Do I need to contribute via Roth if I earned over the limit at my prior employer last year?

No, only compensation from your current employer (the same employer offering the retirement plan) is considered for this requirement.

Will my payroll company be making these changes automatically?

This will vary by payroll provider. We recommend reaching out to your payroll company to better understand their practices.

Can we correct this via payroll if we caught the issue in the current year?

Yes, the “W-2 method” can be used to correct this.
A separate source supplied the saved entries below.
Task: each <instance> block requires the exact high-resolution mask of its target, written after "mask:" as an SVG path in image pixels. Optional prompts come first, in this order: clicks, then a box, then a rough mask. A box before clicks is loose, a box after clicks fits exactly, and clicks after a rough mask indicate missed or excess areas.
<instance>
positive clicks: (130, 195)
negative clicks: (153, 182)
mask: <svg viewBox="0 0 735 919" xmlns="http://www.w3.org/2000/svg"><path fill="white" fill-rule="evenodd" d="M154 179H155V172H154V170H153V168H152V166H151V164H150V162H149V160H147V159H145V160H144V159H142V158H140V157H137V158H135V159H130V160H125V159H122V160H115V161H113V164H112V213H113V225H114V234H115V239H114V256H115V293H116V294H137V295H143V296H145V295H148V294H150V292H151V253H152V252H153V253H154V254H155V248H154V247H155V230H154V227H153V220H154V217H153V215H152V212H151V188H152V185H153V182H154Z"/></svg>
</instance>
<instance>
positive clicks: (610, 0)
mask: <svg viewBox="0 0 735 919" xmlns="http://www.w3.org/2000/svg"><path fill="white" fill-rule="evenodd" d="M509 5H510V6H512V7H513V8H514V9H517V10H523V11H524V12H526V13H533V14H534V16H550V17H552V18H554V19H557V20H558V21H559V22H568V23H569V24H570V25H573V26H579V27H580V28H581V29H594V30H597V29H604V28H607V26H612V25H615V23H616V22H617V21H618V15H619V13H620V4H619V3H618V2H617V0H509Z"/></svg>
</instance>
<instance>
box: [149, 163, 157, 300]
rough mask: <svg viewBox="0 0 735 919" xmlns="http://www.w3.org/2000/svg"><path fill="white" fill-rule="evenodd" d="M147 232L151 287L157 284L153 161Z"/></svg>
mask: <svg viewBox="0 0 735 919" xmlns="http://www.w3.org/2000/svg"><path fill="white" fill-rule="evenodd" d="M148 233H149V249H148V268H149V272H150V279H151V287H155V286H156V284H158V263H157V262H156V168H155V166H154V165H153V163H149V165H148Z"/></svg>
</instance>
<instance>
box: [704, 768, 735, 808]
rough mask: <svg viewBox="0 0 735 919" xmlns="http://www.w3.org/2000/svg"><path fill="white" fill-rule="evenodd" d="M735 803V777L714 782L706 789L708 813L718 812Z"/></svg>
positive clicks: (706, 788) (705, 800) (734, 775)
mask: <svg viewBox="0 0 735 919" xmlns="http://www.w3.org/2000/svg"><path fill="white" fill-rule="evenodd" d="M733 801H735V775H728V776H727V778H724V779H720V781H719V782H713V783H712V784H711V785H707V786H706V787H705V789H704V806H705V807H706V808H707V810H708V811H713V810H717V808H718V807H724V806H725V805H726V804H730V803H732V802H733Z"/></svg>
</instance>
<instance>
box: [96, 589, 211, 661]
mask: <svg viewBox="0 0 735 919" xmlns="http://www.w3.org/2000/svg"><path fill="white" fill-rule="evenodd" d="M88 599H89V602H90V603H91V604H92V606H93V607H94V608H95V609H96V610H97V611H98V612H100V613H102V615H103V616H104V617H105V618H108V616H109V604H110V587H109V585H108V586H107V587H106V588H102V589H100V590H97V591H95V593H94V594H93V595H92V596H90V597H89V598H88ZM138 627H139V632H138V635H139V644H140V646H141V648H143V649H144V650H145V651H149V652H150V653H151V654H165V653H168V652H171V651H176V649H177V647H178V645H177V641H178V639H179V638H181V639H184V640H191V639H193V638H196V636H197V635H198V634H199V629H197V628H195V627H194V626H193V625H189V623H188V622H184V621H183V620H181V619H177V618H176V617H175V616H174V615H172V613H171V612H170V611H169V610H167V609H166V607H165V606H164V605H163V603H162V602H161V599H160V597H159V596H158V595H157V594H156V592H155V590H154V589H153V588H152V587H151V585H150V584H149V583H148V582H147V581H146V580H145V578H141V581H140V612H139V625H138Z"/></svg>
Therefore, you can make the corrections via your payroll system and instruct us to facilitate moving the funds from traditional contributions (pre-tax) to Roth contributions (post-tax) to match the payroll system.

If correcting via in-plan roth conversion, what year is it taxable?

In-plan Roth conversions are taxable in the year in which the conversion occurs, not the year in which the Roth catch up failure occurred.

Do we have to use the same correction method for all participants?

No, the final regulations allow for separate methods to be used so long as they are applied the same for all similarly situated participants. In practice, this means you can correct errors found within the year by using the W-2 method, but still correct errors found after the plan year by using the in plan Roth conversion method.

What if my plan does not offer a Roth contribution option?

Participants who would otherwise be required to contribute their catch up on a Roth basis, simply will not be allowed to contribute catch up at all.

What happens if we fail compliance testing and pre-tax contributions need to be converted to catch up in order to pass?

If pre-tax contributions are recharacterized as catchup to satisfy testing and the applicable recharacterized catchup must be Roth, then the catch up must be converted to Roth.

Do we need to follow this rule in 2026 since final guidance isn't effective until 1/1/27?

Yes, “good faith compliance” is required for 2026.

Can my employees make a separate election specifically for their catch-up contributions?

Our system does not differentiate regular deferrals from catch-up, so once the deferral limit is reached via pre-tax, they must change to Roth.

Where can I track my employees’ year to date pre-tax and Roth contributions?

Plan sponsors can run a “Participant contributions (individual)” report in their plan sponsor dashboard. 

Participants can see their YTD contributions on their contribution page >> “View details”. It will show a breakdown of YTD contributions by source AND projected contributions.

Plan sponsors can use the Participant Contributions (individual) report and sum up the source for each participant age 50+.

Will our plan be “deeming” the applicable catch-up contributions as Roth?

Yes, if a participant is required to make their catch up contributions via Roth dollars but does not make an election, they will be deemed to have made an irrevocable Roth catch up election to facilitate correction.

What if an employee earns wages with multiple companies in a control group?

Only wages from the current employer are counted. Wages will not be aggregated from other entities within the control group.

What if the owner only earns self employment income? 

Only FICA wages are subject to this rule. If you have self employment income that is not subject to FICA, then the new regulation will not apply to you. 

How can I tell which income is subject to FICA?

The amount subject to FICA will be found on your W-2 in Box 3.

What are the consequences if the deadline is missed? Are there any penalties?

The plan could be considered out of compliance and might jeopardize its tax-qualified status. We recommend fixing the error as soon as administratively possible.

What happens when a participant takes their money before it is being corrected? 

If it's rolled over to another institution, a letter should be sent informing them of the correction needed. The new institution should implement the correction and issue a 1099-R.